Dudağının kenarında bir gülümseme ile dinledi beni Kaptan Baba. Buğra’nın mutluluktan gözlerinden o yüksek dağlardaki bulutlar hızla geçiyor. Bulut gözlüm benim. Altın külçesi şeylim. Bu aralar pek piyasada gözükmese de. 

Ben susunca ciddileşti Kaptan Baba. O da oğlu gibi benim orospu olduğumu mu düşünmüyor acaba? Mert yapınca erkeklik ben yaparsam orospuluk. Bu dünya böle işte yavrum fıstık. Yapıcak birşey yok.

“ Siz de benim hatalı olduğumu düşünüyorsunuz sanırım, konuşmadığınıza göre”

“ Ne diyeceğimi bilemedim Can”

“ Benden böyle bir şey beklemiyordunuz”

“ İşin aslı öyle. Ama sizin işlerinize hiç aklım ermedi zaten. Bildiğim tek şey Mert iyi değil ve sanırım senin yüzünden. Seni suçlamak için söylemiyorum yanlış anlama. Sadece ona gereklisin. Bir çözüm bulamaz mıyız”

“ Siz dünya hatta uzaydaki en iyi babasınız. Eğer hala öyleyse benim de biyolojik olmasa da psiko sosyal ve kalbi bir numaralı babamsınız. Ne derseniz yaparım, yeter ki Buğra yanımda olsun”

“ Sizi Londra’ya Mert’in yanına göndereyim o zaman. Nasıl olsa okulunuz kapalı. Ne olacaksa olsun, görelim”

Neyse ki okulun beni Londra’ya göndereceğini sanıp pasaport çıkarmıştım. İngiltere vizesi de cabası. Bizim kuzunun durmadan bir yerlere giden babası da en çok Londra’da ikamet edermiş. O nedenle Buğra’nın zaten Birleşik Krallık pasaportu bile varmış.

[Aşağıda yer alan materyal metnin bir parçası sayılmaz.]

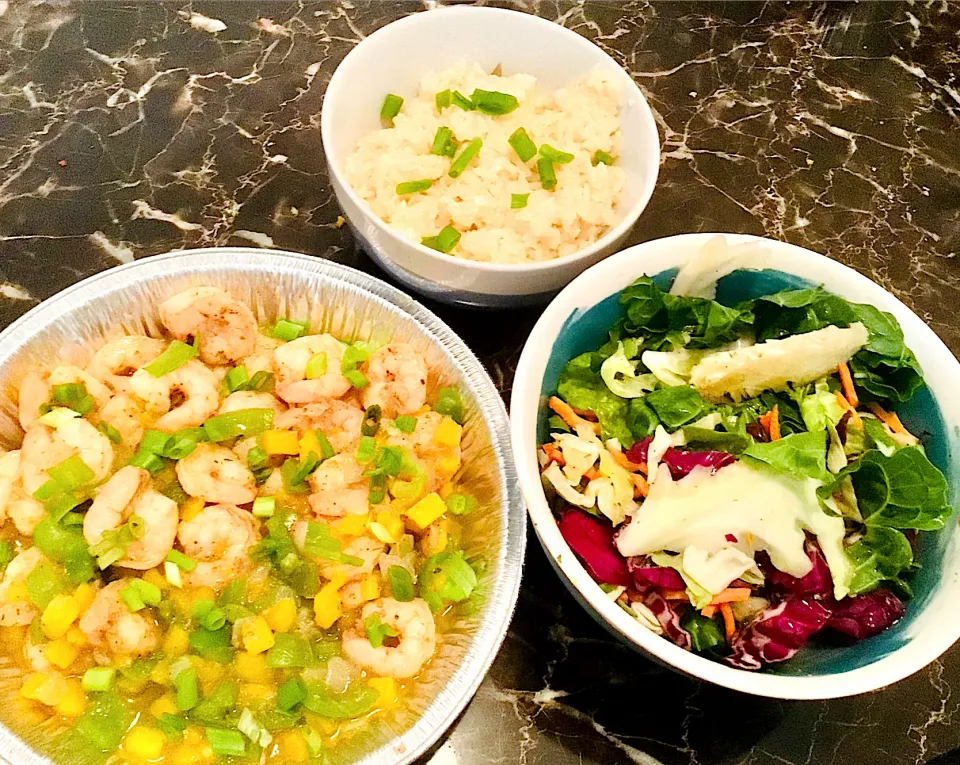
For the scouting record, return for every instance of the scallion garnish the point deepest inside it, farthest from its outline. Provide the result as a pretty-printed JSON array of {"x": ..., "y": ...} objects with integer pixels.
[
  {"x": 601, "y": 157},
  {"x": 412, "y": 187},
  {"x": 460, "y": 163},
  {"x": 548, "y": 177},
  {"x": 494, "y": 102},
  {"x": 522, "y": 144},
  {"x": 390, "y": 109}
]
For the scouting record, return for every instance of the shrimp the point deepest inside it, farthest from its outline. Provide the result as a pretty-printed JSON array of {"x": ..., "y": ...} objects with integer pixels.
[
  {"x": 116, "y": 361},
  {"x": 398, "y": 380},
  {"x": 37, "y": 389},
  {"x": 14, "y": 607},
  {"x": 216, "y": 474},
  {"x": 339, "y": 420},
  {"x": 291, "y": 361},
  {"x": 129, "y": 492},
  {"x": 44, "y": 447},
  {"x": 183, "y": 398},
  {"x": 400, "y": 656},
  {"x": 116, "y": 632},
  {"x": 225, "y": 326},
  {"x": 218, "y": 538},
  {"x": 248, "y": 399},
  {"x": 123, "y": 413}
]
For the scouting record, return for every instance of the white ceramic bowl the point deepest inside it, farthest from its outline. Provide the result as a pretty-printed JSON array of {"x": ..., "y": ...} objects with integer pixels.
[
  {"x": 393, "y": 59},
  {"x": 576, "y": 322}
]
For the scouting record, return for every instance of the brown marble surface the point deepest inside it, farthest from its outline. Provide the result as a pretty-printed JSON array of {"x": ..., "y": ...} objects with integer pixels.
[{"x": 130, "y": 129}]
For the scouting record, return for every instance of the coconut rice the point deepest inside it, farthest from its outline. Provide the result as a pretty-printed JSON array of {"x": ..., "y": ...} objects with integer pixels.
[{"x": 580, "y": 119}]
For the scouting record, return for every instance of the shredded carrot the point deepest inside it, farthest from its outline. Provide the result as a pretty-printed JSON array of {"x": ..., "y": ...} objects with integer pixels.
[
  {"x": 730, "y": 595},
  {"x": 846, "y": 382},
  {"x": 553, "y": 452},
  {"x": 570, "y": 417},
  {"x": 889, "y": 419},
  {"x": 729, "y": 624}
]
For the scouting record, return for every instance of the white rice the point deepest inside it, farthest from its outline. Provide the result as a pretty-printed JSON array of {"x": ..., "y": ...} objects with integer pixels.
[{"x": 579, "y": 119}]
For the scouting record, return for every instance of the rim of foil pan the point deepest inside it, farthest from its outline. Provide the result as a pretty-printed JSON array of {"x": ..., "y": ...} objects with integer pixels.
[{"x": 506, "y": 561}]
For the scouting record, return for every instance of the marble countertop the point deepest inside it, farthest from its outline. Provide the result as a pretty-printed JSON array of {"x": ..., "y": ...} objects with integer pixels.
[{"x": 132, "y": 129}]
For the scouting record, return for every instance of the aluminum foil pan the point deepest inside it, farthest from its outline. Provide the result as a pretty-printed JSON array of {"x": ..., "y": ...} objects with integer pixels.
[{"x": 333, "y": 298}]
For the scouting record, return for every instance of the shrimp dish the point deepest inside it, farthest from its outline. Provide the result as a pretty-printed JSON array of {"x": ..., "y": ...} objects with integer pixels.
[{"x": 230, "y": 541}]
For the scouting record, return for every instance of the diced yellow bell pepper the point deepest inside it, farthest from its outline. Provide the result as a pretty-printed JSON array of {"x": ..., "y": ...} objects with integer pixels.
[
  {"x": 282, "y": 615},
  {"x": 165, "y": 705},
  {"x": 386, "y": 687},
  {"x": 60, "y": 652},
  {"x": 370, "y": 587},
  {"x": 252, "y": 667},
  {"x": 73, "y": 700},
  {"x": 310, "y": 443},
  {"x": 280, "y": 442},
  {"x": 143, "y": 743},
  {"x": 447, "y": 433},
  {"x": 59, "y": 614},
  {"x": 255, "y": 634},
  {"x": 176, "y": 642},
  {"x": 327, "y": 604},
  {"x": 426, "y": 511}
]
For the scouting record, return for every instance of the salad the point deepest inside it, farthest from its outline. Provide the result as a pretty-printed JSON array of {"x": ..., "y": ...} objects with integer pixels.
[{"x": 736, "y": 477}]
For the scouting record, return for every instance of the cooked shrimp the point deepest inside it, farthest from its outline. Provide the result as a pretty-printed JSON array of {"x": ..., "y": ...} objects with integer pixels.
[
  {"x": 400, "y": 656},
  {"x": 37, "y": 389},
  {"x": 129, "y": 492},
  {"x": 115, "y": 363},
  {"x": 218, "y": 539},
  {"x": 14, "y": 606},
  {"x": 183, "y": 398},
  {"x": 216, "y": 474},
  {"x": 225, "y": 326},
  {"x": 291, "y": 361},
  {"x": 398, "y": 380},
  {"x": 339, "y": 420},
  {"x": 115, "y": 631},
  {"x": 44, "y": 447},
  {"x": 124, "y": 413},
  {"x": 248, "y": 399}
]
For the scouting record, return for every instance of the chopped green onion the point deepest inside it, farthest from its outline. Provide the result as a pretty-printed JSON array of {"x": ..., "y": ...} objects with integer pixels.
[
  {"x": 401, "y": 583},
  {"x": 449, "y": 404},
  {"x": 494, "y": 102},
  {"x": 555, "y": 155},
  {"x": 285, "y": 329},
  {"x": 522, "y": 144},
  {"x": 371, "y": 420},
  {"x": 264, "y": 507},
  {"x": 390, "y": 109},
  {"x": 98, "y": 679},
  {"x": 405, "y": 423},
  {"x": 175, "y": 356},
  {"x": 412, "y": 187},
  {"x": 548, "y": 176},
  {"x": 601, "y": 157},
  {"x": 469, "y": 152},
  {"x": 461, "y": 101},
  {"x": 518, "y": 201},
  {"x": 317, "y": 366},
  {"x": 243, "y": 422}
]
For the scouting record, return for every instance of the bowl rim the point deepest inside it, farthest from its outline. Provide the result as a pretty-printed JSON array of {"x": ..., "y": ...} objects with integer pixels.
[
  {"x": 338, "y": 82},
  {"x": 456, "y": 693},
  {"x": 650, "y": 258}
]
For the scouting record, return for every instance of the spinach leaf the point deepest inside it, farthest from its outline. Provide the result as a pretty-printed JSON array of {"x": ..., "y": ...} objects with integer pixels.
[
  {"x": 676, "y": 406},
  {"x": 880, "y": 555},
  {"x": 799, "y": 454}
]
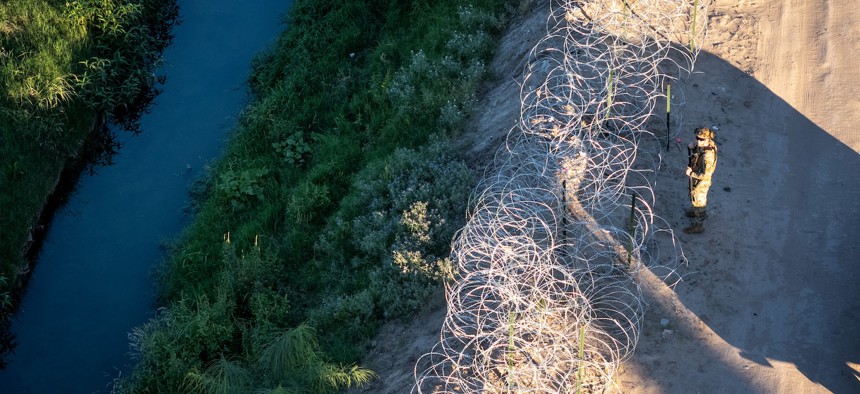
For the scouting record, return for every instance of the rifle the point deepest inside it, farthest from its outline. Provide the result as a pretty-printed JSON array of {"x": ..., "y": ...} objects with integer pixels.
[{"x": 690, "y": 163}]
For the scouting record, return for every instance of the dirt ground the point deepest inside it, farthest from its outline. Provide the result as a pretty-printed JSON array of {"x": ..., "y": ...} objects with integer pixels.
[{"x": 770, "y": 301}]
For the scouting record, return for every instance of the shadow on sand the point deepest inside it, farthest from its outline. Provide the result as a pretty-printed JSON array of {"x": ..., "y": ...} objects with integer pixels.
[{"x": 771, "y": 288}]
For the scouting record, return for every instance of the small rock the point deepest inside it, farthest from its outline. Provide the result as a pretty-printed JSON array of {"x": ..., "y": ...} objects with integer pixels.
[{"x": 667, "y": 333}]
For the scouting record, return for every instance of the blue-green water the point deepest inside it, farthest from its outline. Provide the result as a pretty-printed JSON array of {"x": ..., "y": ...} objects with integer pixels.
[{"x": 93, "y": 282}]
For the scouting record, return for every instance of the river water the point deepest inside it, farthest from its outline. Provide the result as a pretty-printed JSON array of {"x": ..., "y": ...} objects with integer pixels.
[{"x": 93, "y": 282}]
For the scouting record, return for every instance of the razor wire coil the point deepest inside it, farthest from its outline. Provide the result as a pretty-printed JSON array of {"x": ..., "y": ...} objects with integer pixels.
[{"x": 546, "y": 298}]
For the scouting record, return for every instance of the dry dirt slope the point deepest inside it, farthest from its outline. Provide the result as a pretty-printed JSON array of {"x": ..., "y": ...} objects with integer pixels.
[{"x": 770, "y": 302}]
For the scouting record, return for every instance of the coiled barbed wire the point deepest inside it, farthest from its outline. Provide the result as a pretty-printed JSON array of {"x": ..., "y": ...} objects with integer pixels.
[{"x": 546, "y": 299}]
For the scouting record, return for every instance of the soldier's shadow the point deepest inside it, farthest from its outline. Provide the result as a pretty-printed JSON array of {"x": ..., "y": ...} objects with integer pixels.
[{"x": 775, "y": 274}]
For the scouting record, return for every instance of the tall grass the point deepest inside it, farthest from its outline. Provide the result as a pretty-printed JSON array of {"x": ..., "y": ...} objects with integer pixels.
[
  {"x": 63, "y": 65},
  {"x": 339, "y": 190}
]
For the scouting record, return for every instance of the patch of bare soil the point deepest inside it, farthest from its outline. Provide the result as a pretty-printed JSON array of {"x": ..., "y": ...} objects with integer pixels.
[{"x": 770, "y": 301}]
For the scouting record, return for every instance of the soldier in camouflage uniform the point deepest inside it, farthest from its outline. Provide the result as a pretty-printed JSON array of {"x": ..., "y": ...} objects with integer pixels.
[{"x": 702, "y": 162}]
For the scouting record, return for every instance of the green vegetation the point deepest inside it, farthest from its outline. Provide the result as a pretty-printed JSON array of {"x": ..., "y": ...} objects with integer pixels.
[
  {"x": 334, "y": 206},
  {"x": 63, "y": 66}
]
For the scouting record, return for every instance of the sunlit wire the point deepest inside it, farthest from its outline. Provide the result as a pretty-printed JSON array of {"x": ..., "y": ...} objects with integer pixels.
[{"x": 546, "y": 299}]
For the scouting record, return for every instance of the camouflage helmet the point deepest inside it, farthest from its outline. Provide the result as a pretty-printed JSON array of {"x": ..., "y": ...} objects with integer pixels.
[{"x": 704, "y": 132}]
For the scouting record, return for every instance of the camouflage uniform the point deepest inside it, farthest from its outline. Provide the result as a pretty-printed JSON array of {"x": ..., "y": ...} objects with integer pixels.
[{"x": 703, "y": 161}]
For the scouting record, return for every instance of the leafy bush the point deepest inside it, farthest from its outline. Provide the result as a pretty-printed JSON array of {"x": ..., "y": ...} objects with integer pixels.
[
  {"x": 404, "y": 212},
  {"x": 360, "y": 202}
]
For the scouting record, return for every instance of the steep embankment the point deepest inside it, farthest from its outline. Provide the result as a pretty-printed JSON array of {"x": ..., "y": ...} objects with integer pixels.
[
  {"x": 769, "y": 286},
  {"x": 333, "y": 206}
]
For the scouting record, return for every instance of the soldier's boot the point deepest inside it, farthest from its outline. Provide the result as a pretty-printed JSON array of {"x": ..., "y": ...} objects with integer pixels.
[
  {"x": 696, "y": 213},
  {"x": 695, "y": 228}
]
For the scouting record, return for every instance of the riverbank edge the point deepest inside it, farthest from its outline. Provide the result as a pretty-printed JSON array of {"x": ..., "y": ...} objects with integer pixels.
[
  {"x": 95, "y": 148},
  {"x": 253, "y": 220}
]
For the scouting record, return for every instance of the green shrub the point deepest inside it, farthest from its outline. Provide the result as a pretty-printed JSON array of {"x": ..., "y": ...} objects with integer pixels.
[{"x": 359, "y": 203}]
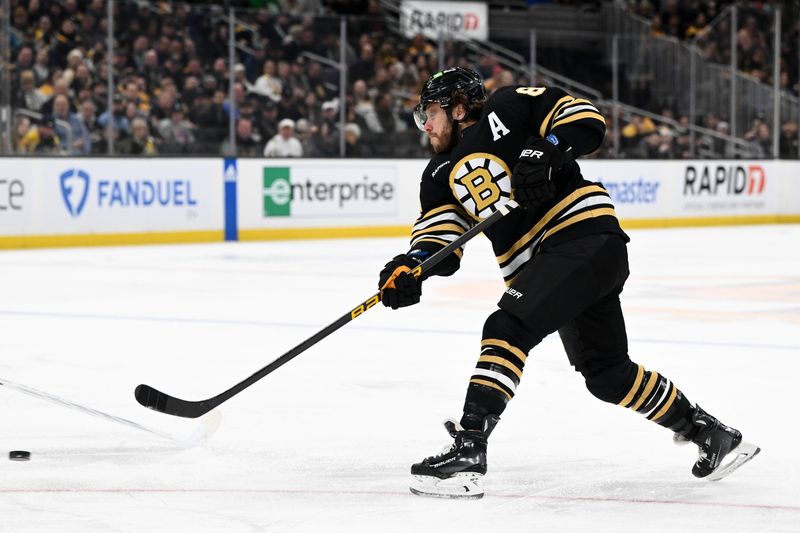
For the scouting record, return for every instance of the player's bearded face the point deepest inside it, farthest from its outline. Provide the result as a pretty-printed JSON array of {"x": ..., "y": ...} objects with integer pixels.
[{"x": 438, "y": 127}]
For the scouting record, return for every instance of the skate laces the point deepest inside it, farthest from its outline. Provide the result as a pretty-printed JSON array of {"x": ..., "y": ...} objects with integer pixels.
[{"x": 453, "y": 428}]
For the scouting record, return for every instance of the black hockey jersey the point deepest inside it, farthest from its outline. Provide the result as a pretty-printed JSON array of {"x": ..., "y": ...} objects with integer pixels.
[{"x": 473, "y": 180}]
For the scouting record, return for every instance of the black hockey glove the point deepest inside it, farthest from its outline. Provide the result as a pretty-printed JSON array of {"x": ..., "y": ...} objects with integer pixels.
[
  {"x": 532, "y": 178},
  {"x": 399, "y": 287}
]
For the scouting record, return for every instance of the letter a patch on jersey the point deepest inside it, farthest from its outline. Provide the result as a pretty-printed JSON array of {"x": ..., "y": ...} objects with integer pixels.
[{"x": 498, "y": 128}]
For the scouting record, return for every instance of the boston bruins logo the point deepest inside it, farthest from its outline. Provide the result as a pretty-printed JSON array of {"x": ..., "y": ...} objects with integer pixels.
[{"x": 482, "y": 183}]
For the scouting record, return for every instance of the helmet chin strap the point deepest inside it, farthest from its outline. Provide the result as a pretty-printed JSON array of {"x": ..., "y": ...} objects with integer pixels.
[{"x": 455, "y": 133}]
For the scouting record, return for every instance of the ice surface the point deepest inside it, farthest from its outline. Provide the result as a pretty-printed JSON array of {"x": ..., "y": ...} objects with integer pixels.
[{"x": 324, "y": 443}]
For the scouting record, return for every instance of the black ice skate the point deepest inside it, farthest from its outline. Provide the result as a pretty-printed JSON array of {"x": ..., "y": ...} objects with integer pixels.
[
  {"x": 457, "y": 471},
  {"x": 721, "y": 448}
]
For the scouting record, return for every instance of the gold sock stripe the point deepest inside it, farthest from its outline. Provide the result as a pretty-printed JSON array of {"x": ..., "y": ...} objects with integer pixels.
[
  {"x": 503, "y": 344},
  {"x": 490, "y": 385},
  {"x": 667, "y": 404},
  {"x": 502, "y": 362},
  {"x": 631, "y": 393},
  {"x": 647, "y": 390}
]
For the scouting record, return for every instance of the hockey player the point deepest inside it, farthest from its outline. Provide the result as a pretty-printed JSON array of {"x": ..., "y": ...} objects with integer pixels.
[{"x": 563, "y": 258}]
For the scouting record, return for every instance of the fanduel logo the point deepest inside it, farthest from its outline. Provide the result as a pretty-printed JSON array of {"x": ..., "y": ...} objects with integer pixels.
[
  {"x": 76, "y": 187},
  {"x": 75, "y": 190},
  {"x": 721, "y": 180}
]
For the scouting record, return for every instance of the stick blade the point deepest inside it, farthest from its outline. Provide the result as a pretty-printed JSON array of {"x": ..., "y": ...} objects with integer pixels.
[{"x": 156, "y": 400}]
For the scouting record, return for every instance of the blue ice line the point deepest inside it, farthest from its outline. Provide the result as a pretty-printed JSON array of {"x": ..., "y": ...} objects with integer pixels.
[{"x": 371, "y": 328}]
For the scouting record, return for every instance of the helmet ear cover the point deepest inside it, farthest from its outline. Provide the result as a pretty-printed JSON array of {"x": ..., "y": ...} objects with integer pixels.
[{"x": 449, "y": 88}]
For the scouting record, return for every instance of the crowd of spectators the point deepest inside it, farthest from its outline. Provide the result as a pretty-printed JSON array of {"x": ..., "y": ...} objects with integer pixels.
[
  {"x": 172, "y": 84},
  {"x": 704, "y": 25},
  {"x": 693, "y": 20}
]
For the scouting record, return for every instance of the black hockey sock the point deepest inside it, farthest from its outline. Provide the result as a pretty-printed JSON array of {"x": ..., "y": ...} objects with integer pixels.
[{"x": 658, "y": 399}]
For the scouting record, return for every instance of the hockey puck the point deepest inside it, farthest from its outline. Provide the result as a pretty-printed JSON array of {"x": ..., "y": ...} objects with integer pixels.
[{"x": 19, "y": 455}]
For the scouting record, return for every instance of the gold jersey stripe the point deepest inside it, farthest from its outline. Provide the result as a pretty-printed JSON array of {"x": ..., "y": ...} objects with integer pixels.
[
  {"x": 441, "y": 209},
  {"x": 579, "y": 116},
  {"x": 502, "y": 362},
  {"x": 543, "y": 128},
  {"x": 525, "y": 239},
  {"x": 490, "y": 384},
  {"x": 459, "y": 251},
  {"x": 647, "y": 390},
  {"x": 447, "y": 226},
  {"x": 503, "y": 344},
  {"x": 636, "y": 383},
  {"x": 661, "y": 412},
  {"x": 594, "y": 213}
]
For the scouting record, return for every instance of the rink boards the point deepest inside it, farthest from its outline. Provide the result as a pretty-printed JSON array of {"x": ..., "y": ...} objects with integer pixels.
[{"x": 78, "y": 202}]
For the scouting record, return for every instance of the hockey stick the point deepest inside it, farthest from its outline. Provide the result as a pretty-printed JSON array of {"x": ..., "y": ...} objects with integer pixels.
[
  {"x": 164, "y": 403},
  {"x": 196, "y": 437}
]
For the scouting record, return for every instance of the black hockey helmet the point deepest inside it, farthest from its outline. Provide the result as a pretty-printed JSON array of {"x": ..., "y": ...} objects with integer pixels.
[{"x": 444, "y": 86}]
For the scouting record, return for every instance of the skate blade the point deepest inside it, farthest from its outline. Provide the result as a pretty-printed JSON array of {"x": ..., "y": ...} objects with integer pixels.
[
  {"x": 466, "y": 486},
  {"x": 740, "y": 455}
]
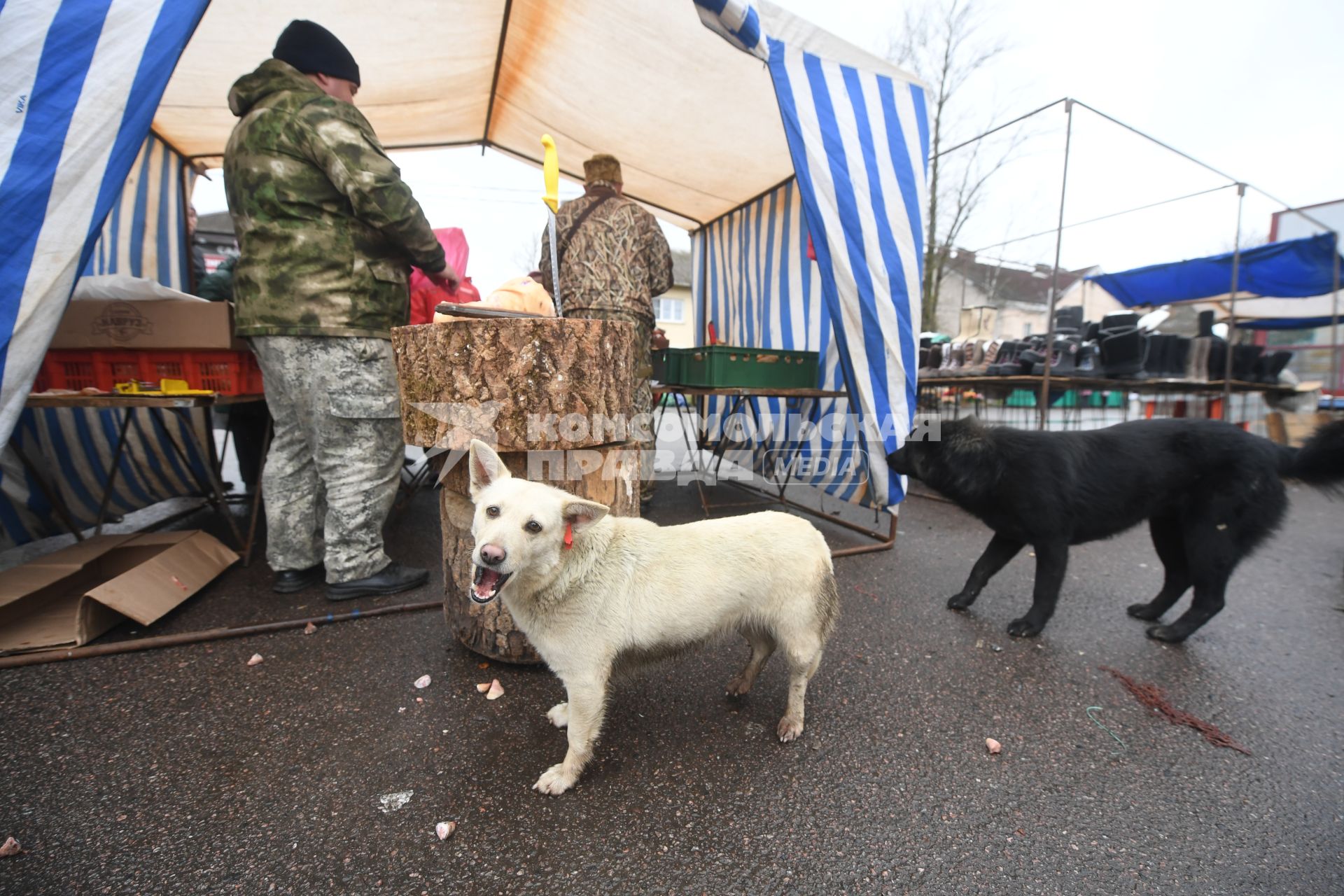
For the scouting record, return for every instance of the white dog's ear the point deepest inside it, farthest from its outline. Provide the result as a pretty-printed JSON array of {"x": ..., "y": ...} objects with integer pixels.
[
  {"x": 581, "y": 514},
  {"x": 486, "y": 466}
]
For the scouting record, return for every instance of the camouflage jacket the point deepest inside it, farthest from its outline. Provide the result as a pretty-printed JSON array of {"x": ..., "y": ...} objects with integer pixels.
[
  {"x": 327, "y": 227},
  {"x": 617, "y": 260}
]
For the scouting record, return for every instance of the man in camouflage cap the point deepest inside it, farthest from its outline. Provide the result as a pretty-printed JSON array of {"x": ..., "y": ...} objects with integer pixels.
[
  {"x": 613, "y": 261},
  {"x": 328, "y": 232}
]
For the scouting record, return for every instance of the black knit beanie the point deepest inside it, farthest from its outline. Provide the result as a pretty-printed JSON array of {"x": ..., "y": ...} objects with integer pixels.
[{"x": 315, "y": 50}]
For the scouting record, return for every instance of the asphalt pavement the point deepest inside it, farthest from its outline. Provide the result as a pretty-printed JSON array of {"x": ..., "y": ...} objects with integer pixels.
[{"x": 187, "y": 771}]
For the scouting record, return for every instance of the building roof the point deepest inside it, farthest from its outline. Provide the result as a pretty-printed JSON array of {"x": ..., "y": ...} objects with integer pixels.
[
  {"x": 680, "y": 267},
  {"x": 217, "y": 222},
  {"x": 1006, "y": 282}
]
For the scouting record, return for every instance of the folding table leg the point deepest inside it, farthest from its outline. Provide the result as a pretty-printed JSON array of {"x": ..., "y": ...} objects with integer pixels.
[
  {"x": 112, "y": 472},
  {"x": 257, "y": 495}
]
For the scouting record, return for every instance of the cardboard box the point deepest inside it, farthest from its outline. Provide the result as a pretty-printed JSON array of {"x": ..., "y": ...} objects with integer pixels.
[
  {"x": 153, "y": 323},
  {"x": 73, "y": 596}
]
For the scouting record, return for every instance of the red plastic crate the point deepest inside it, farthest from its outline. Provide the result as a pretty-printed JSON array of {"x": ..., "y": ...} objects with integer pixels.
[{"x": 223, "y": 372}]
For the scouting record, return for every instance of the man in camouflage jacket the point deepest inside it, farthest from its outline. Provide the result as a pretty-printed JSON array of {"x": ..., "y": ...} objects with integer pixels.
[
  {"x": 613, "y": 261},
  {"x": 328, "y": 232}
]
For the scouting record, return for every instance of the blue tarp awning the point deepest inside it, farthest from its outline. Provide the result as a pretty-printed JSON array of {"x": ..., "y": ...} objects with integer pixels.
[{"x": 1289, "y": 269}]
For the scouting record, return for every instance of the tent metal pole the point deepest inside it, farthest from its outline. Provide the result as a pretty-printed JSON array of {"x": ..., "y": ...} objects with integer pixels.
[
  {"x": 1231, "y": 308},
  {"x": 1054, "y": 277},
  {"x": 997, "y": 128},
  {"x": 1335, "y": 327}
]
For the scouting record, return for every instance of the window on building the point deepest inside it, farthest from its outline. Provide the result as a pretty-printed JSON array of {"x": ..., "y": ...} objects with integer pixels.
[{"x": 670, "y": 311}]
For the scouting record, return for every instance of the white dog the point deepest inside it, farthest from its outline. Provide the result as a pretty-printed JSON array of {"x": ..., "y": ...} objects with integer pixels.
[{"x": 598, "y": 594}]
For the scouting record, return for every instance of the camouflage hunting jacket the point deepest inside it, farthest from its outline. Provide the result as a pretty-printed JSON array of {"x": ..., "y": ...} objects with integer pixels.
[
  {"x": 327, "y": 227},
  {"x": 617, "y": 260}
]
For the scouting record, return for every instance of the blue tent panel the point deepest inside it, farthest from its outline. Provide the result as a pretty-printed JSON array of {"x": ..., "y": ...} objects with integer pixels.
[{"x": 1289, "y": 269}]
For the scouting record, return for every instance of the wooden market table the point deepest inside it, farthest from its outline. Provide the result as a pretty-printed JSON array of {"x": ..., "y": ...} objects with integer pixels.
[
  {"x": 682, "y": 397},
  {"x": 211, "y": 486},
  {"x": 1152, "y": 390}
]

Ben bilet işlerini hallettiririm yarın gidersiniz bütün bilgiler ve adresler Yasemin hanımda onunla konuşursunuz, dedi. Emir telakki ettik. Yasemin hanım Kaptan Babanın Etiler’deki evindeki gıcık yönetici kadın. 

Buğra’ya sormadık bile ama o herşeye okey zaten canısım. Kaptan Baba Hollanda’ya dönecekmiş. Burdaki işilerini halletmek için izin istedi. İsterseniz siz oturun, Murat sizi denize çıkarsın, dedi. Teşekkür ettik, eşeğin amına su kaçırmadan biz de kalktık. 

Taksideyken Yasemin hanım aradı. Bu ne hız, kişisel bilgilerimizi verdik bilet filan için. Yaso, işte böyle sekreterliğimi de yaptırırım sana, o kadar havalardan bakmayacaktın bana. Harbiden gidiyoz heralde.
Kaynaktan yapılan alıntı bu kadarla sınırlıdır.